Unexpected Ultrasound Results
Well, the results of the ultrasound were unexpected.
I have a fibroid.
From what Dr. Google has told me, a fibroid isn’t a huge deal, as in it’s nothing overly scary and they actually occur surprisingly frequently in women of childbearing age. Apparently something like 99% of fibroids do nothing other then cause problems with periods which can in turn cause problems with conceiving (please don’t take my word on that, I am not a medical doctor, just paraphrasing Dr. Google). But, we aren’t trying to have kids anymore so conception problems aren’t really problems for us. The period problem is exactly what I’m annoyed about. I’m curious, as many in the infertility world experience fibroids, does anyone else have experience with fibroids? Is there anything I should know ASAP? I have to admit, the thought of having a growth in my body that shouldn’t be in my body has caused some underlying fears, because random growths are rarely, if ever, a good thing.
But, what it does mean is a referral to gynecologist.
Which in turn means I’m forced into a world of retelling and reliving our recurrent pregnancy losses. I’m forced into reviewing all my old testing results. I guess maybe the list of every procedure and every test result that I’ve carried around in my phone for the last 5+ years will finally come in handy?

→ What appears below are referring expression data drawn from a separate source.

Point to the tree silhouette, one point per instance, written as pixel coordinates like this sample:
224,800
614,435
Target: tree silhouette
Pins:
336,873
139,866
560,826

And I know I’ll end up questioning the Sonohysterogram (SHG) or Hysterosalpingogram (HSG) results that just a few years ago indicated that my uterus was basically perfect and definitely fibroid free according. I cannot help but wonder, could I have had a fibroid problem before that all the doctors and all the scans just missed? Rationally, I know I didn’t. I had too many tests confirm there were no problems with my insides to even bother seconding guessing it now. And even more importantly, I know that it wouldn’t change where we are today – one and done. And, I wouldn’t want to change where I am today, because today I am Little MPB’s mother. I think it’s just my insatiable search for answers that makes me wonder.
I have to admit, I’m dreading having to even step into a gynecologists waiting room post infertility, because I’m pretty sure sharing the waiting room with pregnant women will cause old and ugly jealously feelings to resurface.